Wondering if and how your NFL team can make the playoffs in the coming season? Adam Rank and Marc Sessler have you covered in this ongoing series, as they provide five reasons why each of the league's 32 teams will make an appearance in the 2018 postseason. Today, Sessler examines the Indianapolis Colts.

1) Counting on a healthy Andrew Luck

Feel free to deep-six this article if Andrew Luck's surgically repaired shoulder is anything less than ready to roll. You can't make a case for the Colts without their star quarterback returning to the field and authoring 16 uninterrupted starts after sitting out all of last season.

Here's what we know: Luck hit OTAs looking like an evolutionary Paul Orndorff -- the dude is jacked beyond comprehension -- and has finally resumed throwing after not playing a game in more than 530 days. Luck's intense commitment to rehab is paying off. He sought out a mechanics coach and voyaged to Amsterdam for treatment, telling reporters during this month's minicamp: "The pain is gone, and it's going to stay that way. My body doesn't revolt, in a sense, to new things I ask."

The Colts remain a work in progress, but a healthy Luck makes this club a factor in the AFC South. He's been out of the picture for so long. Long enough that our attention has drifted to other passers in this division -- Deshaun Watson, Marcus Mariota, even Blake Bortles -- but Luck is imbued with Hall of Fame-level skills. A Colts squad that was largely unwatchable last season could hit the scene as a new creation ... assuming their prized leader can toil from wire to wire.

2) Frank Reich

The Colts wanted Josh McDaniels. They wound up with Frank Reich.

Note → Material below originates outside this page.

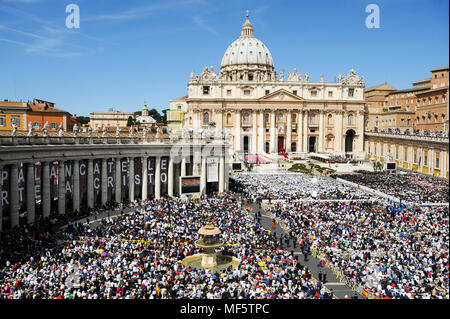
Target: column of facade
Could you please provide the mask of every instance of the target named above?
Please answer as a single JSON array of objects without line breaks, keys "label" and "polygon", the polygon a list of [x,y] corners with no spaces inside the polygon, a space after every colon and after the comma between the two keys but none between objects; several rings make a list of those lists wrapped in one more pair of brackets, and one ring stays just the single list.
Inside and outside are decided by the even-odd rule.
[{"label": "column of facade", "polygon": [[308,153],[308,111],[303,114],[303,152]]},{"label": "column of facade", "polygon": [[323,142],[325,139],[325,123],[324,123],[324,111],[319,112],[319,153],[323,152]]},{"label": "column of facade", "polygon": [[72,190],[73,211],[80,210],[80,161],[73,161],[73,190]]},{"label": "column of facade", "polygon": [[217,110],[217,129],[223,129],[223,110]]},{"label": "column of facade", "polygon": [[358,112],[358,118],[357,118],[357,127],[356,129],[358,132],[358,138],[356,140],[356,152],[355,153],[362,153],[364,151],[364,111],[360,110]]},{"label": "column of facade", "polygon": [[269,153],[275,153],[275,111],[270,112],[270,141],[269,141]]},{"label": "column of facade", "polygon": [[408,146],[408,168],[412,169],[414,164],[414,148],[412,146]]},{"label": "column of facade", "polygon": [[35,221],[34,163],[27,163],[27,223]]},{"label": "column of facade", "polygon": [[343,115],[343,111],[339,110],[336,112],[336,123],[335,123],[335,127],[336,127],[336,137],[335,137],[335,142],[336,142],[336,148],[335,151],[337,153],[343,153],[342,150],[342,115]]},{"label": "column of facade", "polygon": [[428,169],[429,174],[434,175],[434,149],[428,151]]},{"label": "column of facade", "polygon": [[87,169],[87,205],[94,208],[94,160],[88,159]]},{"label": "column of facade", "polygon": [[264,129],[264,112],[259,111],[259,134],[258,134],[258,152],[264,153],[264,136],[266,132]]},{"label": "column of facade", "polygon": [[58,214],[66,212],[66,190],[64,185],[64,161],[58,161]]},{"label": "column of facade", "polygon": [[10,227],[14,228],[19,225],[19,170],[17,164],[11,165],[10,179],[10,208],[9,222]]},{"label": "column of facade", "polygon": [[148,198],[148,159],[142,157],[142,200]]},{"label": "column of facade", "polygon": [[445,156],[445,152],[441,151],[439,154],[439,167],[441,169],[441,177],[445,177],[445,172],[446,172],[446,167],[445,165],[447,164],[447,158]]},{"label": "column of facade", "polygon": [[303,112],[297,114],[297,152],[303,151]]},{"label": "column of facade", "polygon": [[129,167],[129,175],[128,175],[128,200],[130,202],[134,202],[134,157],[128,158],[128,167]]},{"label": "column of facade", "polygon": [[169,167],[167,168],[167,195],[173,197],[173,156],[169,157]]},{"label": "column of facade", "polygon": [[50,215],[50,163],[41,162],[42,165],[42,215],[48,217]]},{"label": "column of facade", "polygon": [[253,127],[252,127],[252,152],[253,153],[256,153],[256,152],[258,152],[258,149],[257,149],[257,145],[258,145],[258,134],[257,134],[257,129],[256,129],[256,126],[257,126],[257,119],[256,119],[256,117],[257,117],[257,115],[256,115],[257,113],[256,113],[256,110],[253,110],[253,114],[252,114],[252,119],[253,119]]},{"label": "column of facade", "polygon": [[101,181],[102,181],[102,193],[101,193],[101,201],[102,205],[106,204],[108,201],[108,163],[106,158],[102,158],[102,170],[101,170]]},{"label": "column of facade", "polygon": [[115,178],[116,184],[115,184],[115,189],[114,189],[115,190],[114,195],[115,195],[116,203],[122,202],[122,174],[121,174],[121,172],[122,172],[122,166],[121,166],[121,163],[120,163],[120,157],[117,157],[116,158],[116,171],[115,171],[115,173],[116,173],[116,178]]},{"label": "column of facade", "polygon": [[155,158],[155,198],[161,198],[161,156]]},{"label": "column of facade", "polygon": [[235,136],[234,136],[234,150],[241,150],[241,110],[235,111],[236,123],[235,123]]},{"label": "column of facade", "polygon": [[288,110],[287,113],[287,125],[286,125],[286,152],[291,152],[292,146],[292,113],[291,110]]}]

Time will tell how this marriage plays out, but I can't help but wonder if they stumbled upon a gem. Reich brings a much-needed breath of fresh air to a club that felt punchless in 2017 under deposed coach Chuck Pagano. Pairing Luck with an offensive-minded coach is long overdue.

Reich deserves mounds of credit for helping craft an Eagles offense that hammered opponents en route to Super Bowl glory one season ago. Philly's attack -- flush with college concepts and RPO action -- had plenty to do with Reich's decades of NFL experience. The Colts might need another draft or two to accrue the optimum lineup, but Reich's impact on the playbook will be felt right away.

3) Chris Ballard

It's just a hunch, but I see Ballard as a general manager with the leadership skills and scouting talent to transform a Colts team that felt lifeless before his arrival.

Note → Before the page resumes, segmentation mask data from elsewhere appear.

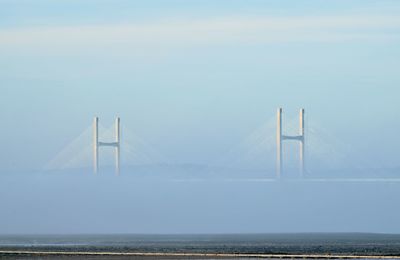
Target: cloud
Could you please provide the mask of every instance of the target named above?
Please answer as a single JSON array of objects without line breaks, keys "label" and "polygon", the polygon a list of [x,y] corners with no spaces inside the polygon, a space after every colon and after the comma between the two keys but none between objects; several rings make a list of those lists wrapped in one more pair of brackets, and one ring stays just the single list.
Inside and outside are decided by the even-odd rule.
[{"label": "cloud", "polygon": [[221,17],[0,30],[0,50],[399,40],[396,16]]}]

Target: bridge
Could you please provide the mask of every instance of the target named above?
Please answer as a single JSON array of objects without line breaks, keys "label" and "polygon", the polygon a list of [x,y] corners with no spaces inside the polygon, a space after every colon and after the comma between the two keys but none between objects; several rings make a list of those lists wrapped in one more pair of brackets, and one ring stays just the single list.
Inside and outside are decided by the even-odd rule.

The sense around the team is that Indy's draft class is filled with players who will -- and must -- contribute right away. The defense needs help at every level and lacks star-power, but there's a plan in place with Ballard running the show.

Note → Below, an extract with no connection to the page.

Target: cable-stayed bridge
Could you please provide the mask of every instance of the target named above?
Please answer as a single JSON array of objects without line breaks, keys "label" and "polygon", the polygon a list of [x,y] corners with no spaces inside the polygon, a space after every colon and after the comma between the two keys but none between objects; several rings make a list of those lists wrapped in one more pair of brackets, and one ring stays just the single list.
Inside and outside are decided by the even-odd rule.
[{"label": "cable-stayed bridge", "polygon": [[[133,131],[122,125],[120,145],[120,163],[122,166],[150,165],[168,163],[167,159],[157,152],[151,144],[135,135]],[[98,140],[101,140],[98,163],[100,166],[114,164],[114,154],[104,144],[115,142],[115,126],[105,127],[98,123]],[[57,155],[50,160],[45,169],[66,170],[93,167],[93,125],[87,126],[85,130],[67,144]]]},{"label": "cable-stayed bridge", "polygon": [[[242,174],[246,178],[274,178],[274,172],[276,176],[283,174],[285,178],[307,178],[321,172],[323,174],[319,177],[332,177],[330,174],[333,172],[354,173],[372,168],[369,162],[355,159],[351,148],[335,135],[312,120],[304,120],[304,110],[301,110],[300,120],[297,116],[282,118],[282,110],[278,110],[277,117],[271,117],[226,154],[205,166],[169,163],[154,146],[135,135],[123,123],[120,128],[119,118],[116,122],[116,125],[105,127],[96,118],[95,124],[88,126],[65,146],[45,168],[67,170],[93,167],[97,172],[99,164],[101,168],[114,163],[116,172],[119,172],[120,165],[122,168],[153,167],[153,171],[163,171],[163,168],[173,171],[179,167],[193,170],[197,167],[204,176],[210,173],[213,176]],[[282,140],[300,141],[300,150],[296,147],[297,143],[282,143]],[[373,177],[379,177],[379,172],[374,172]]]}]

Ballard handled the McDaniels double take with class and poise before turning around and picking Reich. After Pagano and ex-general manager Ryan Grigson spent years battling one another, the Colts have organizational unity for the first time in years.

4) Young talent on the offensive line

Luck's career has been undermined from the start by an offensive line riddled with issues. The results were no surprise: a franchise passer who took far too much punishment before ultimately going down with an injury that flung the team into a black hole.

Ballard has gone out of his way to address this unit, adding a rock-solid, immediate starter in pro-ready guard Quenton Nelson out of Notre Dame. With pivot Ryan Kelly beside him and Anthony Castonzo at the bookend slot, Indy has a foundation to build around.

5) A wide open AFC South

The Colts were a fiery wreck last season, but if all the above plays out in their favor, what's stopping Indy from hanging around in this division?

The Jaguars are a fascinating, physical team with a Super Bowl-level defense, but you're still asking Blake Bortles to play above his head for Jacksonville to repeat.

The Texans are juicy if Deshaun Watson returns to form, but this is a young quarterback coming off a mid-season torn ACL. Another variable. The Titans have promise with Marcus Mariota under center and a versatile backfield, but Tennessee has a ways to go in terms of adding star power in the passing game.

The division is intriguing, but it's too early to call it for Jacksonville or anyone else. Especially if we get the version of Luck we saw before his shoulder erupted into total chaos.